Over millions of years, the Antarctic Ice Sheet, Earth’s southern polar ice sheet, has risen, receded, and grown again. With past data preserved in sediment, meltwater, and surrounding oceans, this shifting mass impacts the planet’s temperature and sea levels.
However, because to the sheet’s distant location and difficulty in collecting samples and data, researchers have limited access to samples and data that might reveal missing pieces in the ebb and flow of historic climate change. The findings were published in the journal Geology on June 14th (2021).

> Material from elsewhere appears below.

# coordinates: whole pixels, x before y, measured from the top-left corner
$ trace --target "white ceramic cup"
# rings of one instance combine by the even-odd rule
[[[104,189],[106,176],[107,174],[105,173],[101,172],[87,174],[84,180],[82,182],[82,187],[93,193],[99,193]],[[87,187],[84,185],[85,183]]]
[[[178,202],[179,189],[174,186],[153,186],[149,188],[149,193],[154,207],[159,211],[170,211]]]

“An accurate reconstruction of Antarctic Ice Sheet changes is required to develop a further understanding of ice-sheet response to climate changes,” said paper author Takeshige Ishiwa, a postdoctoral researcher at the National Institute of Polar Research, Research Organization of Information and Systems.
One of Earth’s two polar ice caps is the Antarctic ice sheet. It covers nearly all of the Antarctic continent and is the world’s biggest single mass of ice. It has a surface area of almost 14 million square kilometers (5.4 million square miles) and a volume of ice of 26.5 million cubic kilometers (6,400,000 cubic miles).
Ice sheet fluctuations before the Last Glacial Maximum, around 20,000 years ago, when the world’s ice sheets were at their most widespread, have not been extensively recorded, according to Ishiwa. There are discrepancies in modeled data and geological observations due to the lack of records.
Sedimentary samples from two bays in East Antarctica, for example, show that sea levels did not differ greatly from contemporary observations despite a worldwide sea level decrease of more than 40 meters before the Last Glacial Maximum.
The ice sheet weighs 26,500,000 gigatons since one cubic kilometer of ice weighs around one metric gigaton. The Antarctic ice sheet holds roughly 61 percent of all fresh water on the planet, which equates to about 58 meters of sea-level rise. The annual maximum extent of Antarctic sea ice occurs in mid to late September, while the annual lowest occurs in late February or early March.
To further explain this discrepancy, the researchers used a model called glacial isostatic adjustment to simulate how land beneath the ice sheet moves. Even after the ice has melted, the land continues to have long-term consequences and moves differently as a result. The researchers ran simulations of several scenarios and discovered that just one seemed to explain the difference in sea levels.
The average extent of Arctic sea ice in September was 4.92 million square kilometers (1.90 million square miles), the 12th lowest in the 43-year satellite record. This is 1.35 million square kilometers (521,000 square miles) more than the previous low of September 2012, and 1.49 million square kilometers (575,000 square miles) lower than the 1981-2010 average. The 15 lowest September extents on record have occurred in the previous 15 years (2007-2021).
“Our glacial isostatic adjustment modeling results reveal that the Indian Ocean sector of Antarctic Ice Sheet would have been required to experience excess ice loads before the Last Glacial Maximum in order to explain limited geological data,” Ishiwa said. “We suggest that the Antarctic Ice Sheet partly reached its maximum thickness before the Last Glacier Maximum.”
The thicker ice appears to have lowered the continent, altering the gravitational field of land and water to cause the high sea levels, according to Ishiwa.
“Geological evidence supports our glacial isostatic adjustment-based Antarctic Ice Sheet reconstruction before the Last Glacial Maximum,” Ishiwa said, noting how sediment and meltwater data indicates that the ice sheet had partially decayed before the Last Glacial Maximum.
To further understand changes in the Antarctic Ice Sheet, the researchers aim to undertake another field survey and collect new geological data.
Jun’ichi Okuno and Yusuke Suganuma from the National Institute of Polar Research and the Department of Polar Research Science, School of Multidisciplinary Science, The Graduate University for Advanced Studies (SOKENDAI), respectively, are co-authors.
This research was funded by the Japan Society for the Promotion of Science, the TOREY Science Foundation, and the Giant Reservoirs-Antarctic initiative.